I started by wraping the compilation of SeisSol in containerzied environment and then running the first example of tpv33
. (#1)
Then I worked on creating a workflow for SC18 Student Cluster Competition Challenge in a containerless environment. (#5)
Also added MPI support to spack action (#3), changed HPC proxy app to use MPI as well (#41) and then added functionality to generate executables in sweepj2. (#13)
I also added the functionality to inject pre
or post
workflows to popper project. (#712)
That was the phase I realised how important is documentation for the end user so I tried my level best to provide documentation for everything that I did. Also learnt communication and coordination when we faced an issue in seissol dataset.

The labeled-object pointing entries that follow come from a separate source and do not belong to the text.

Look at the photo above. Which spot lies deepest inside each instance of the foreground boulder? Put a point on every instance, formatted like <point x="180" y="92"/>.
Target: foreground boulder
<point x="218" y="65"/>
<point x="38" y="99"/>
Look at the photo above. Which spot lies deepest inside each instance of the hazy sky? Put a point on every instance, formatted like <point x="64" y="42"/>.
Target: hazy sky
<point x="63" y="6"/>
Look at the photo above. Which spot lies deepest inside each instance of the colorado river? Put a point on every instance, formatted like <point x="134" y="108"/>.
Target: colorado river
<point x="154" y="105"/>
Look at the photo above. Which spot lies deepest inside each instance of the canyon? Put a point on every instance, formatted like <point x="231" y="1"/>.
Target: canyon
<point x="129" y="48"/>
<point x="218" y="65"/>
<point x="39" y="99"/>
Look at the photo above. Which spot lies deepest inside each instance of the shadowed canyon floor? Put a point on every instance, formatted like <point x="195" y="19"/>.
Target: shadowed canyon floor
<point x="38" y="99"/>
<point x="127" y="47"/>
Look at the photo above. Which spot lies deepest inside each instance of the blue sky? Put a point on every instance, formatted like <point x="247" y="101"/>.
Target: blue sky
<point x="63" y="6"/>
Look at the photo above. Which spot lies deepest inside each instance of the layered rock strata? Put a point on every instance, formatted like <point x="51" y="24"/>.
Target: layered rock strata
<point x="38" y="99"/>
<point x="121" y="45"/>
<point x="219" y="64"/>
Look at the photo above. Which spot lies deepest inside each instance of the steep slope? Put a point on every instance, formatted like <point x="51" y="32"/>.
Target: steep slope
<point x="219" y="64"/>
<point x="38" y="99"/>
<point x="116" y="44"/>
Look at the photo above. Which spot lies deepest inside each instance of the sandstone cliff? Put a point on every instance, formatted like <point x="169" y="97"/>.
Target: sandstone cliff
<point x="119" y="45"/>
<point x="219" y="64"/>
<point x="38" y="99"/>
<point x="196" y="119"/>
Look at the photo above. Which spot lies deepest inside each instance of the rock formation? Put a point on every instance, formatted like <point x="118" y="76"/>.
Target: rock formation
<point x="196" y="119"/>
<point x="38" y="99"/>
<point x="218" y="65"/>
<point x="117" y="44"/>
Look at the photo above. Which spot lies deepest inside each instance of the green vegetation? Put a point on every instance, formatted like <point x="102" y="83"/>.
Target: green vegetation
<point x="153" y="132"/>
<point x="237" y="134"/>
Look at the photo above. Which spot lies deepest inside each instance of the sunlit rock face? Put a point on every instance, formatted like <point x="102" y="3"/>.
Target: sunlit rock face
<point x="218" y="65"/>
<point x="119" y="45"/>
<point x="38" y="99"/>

In this phase we worked on NormalModes workflows.This included working on building the NormalModes
application with OpenBlas library (#6). Then I added the support for compilation with Intel's MKL library (#12).This wrapped up the containerized
workflow.
Similarly, we created another workflow for containerless
environment so that the workflow can be executed without dependency on docker or singularity.(#7)
Then I worked on another example workflow that popperized a visualization demo using SPPARKS (#49). This needed visualization using ParaView web, therefore I have to create a dockerized application that can be used to visualize the .vtk
files generated from the workflow. So I worked on Docker-ParaViewWeb for that purpose.
Meanwhile, we had a discussion with the creator of NormalModes application js1019
, and we decided to extend the workflow futher for Validation and Visualization. So I added the validate
action (#16). For visualization
it needed to run the Matlab scripts in PlanetaryModels repository, for that we used docker-octave and then visualized the .vtk
generated using Docker-ParaViewWeb.
This was all I could do in this short period of time, I want to thank my mentors because of which I was able to learn so much and had a great working experience.
Running a workflow from any of the above repository is rather simple, you just need to have a container runtime installed (Docker and Singularity are currently supported).
pip install popper
Once installed, you can execute any workflow using popper, for instance we take NormalModes workflow
git clone --recursive https://github.com/popperized/normalmodes-workflows
cd normalmodes-workflows/workflows/containerized
popper run